Insomnia dapat ditatalaksana dengan cara farmakologi dan non farmakologi, bergantung pada jenis dan penyebab insomnia. Obat-obatan yang biasanya digunakan untuk mengatasi insomnia dapat berupa golongan benzodiazepin (Nitrazepam, Trizolam, dan Estazolam), dan non benzodiazepine (Chloral-hydrate, Phenobarbital). Tatalaksana insomnia secara non farmakologis dapat berupa terapi tingkah laku dan pengaturan gaya hidup dan pengobatan di rumah seperti mengatur jadwal tidur.

3.2. Saran

Karena kurangnya data mengenai epidemiologi insomnia di Indonesia, maka diperlukan penelitian lebih lanjut mengenai gambaran insomnia di Indonesia.

DAFTAR PUSTAKA

American Academy of Sleep Medicine. ICSD2 - International Classification of Sleep Disorders. American Academy of Sleep Medicine Diagnostic and Coding Manual . Diagnostik dan Coding Manual. 2nd. 2. Westchester, Ill: American Academy of Sleep Medicine; 2005:1-32.

Gelder, Michael G, etc. 2003. New Oxford Textbook of Psychiatry. London: Oxford University Press

Hazzard. 2009. Hazzards Geriatric Medicine and Gerontology 6th ed. New York: McGraw-Hill.

Iskandar Y. Insomnia dan Depresi Dalam: Psikiatri Biologik Vol. II, ed. Yul Iskandar dan R. Kusumanto Setyonegoro, Yayasan Dharma Graha, Jakarta, 1985.
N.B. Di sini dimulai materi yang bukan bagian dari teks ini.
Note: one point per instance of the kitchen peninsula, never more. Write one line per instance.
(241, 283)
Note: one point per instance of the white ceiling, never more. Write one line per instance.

Kaplan, H.I, Sadock BJ. 2010. Kaplan dan Sadock Sinopsis Psikiatri. Ed: Wiguna, I Made. Tangerang: Bina Rupa Aksara Publisher

Maslim, Rusdi. 2001. Buku Saku Diagnosis Gangguan Jiwa Rujukan Ringkas dari PPDGJ-III. Jakarta: Bagian Ilmu Kedokteran Jiwa FK-Unika Atmajaya.

Sudoyo. 2007. Buku Ajar Ilmu Penyakit Dalam. Jakarta: Pusat Penerbitan Departemen Ilmu Penyakit Dalam Fakultas Kedokteran Universitas Indonesia.

Tomb, David A. 2004. Buku Saku Psikiatri Ed 6. Jakarta: EGC

Tom, R. 2013. New Direction in the Management of Insomnia, Balancing Pathophysiology and Therapeutics. Medical Econimics.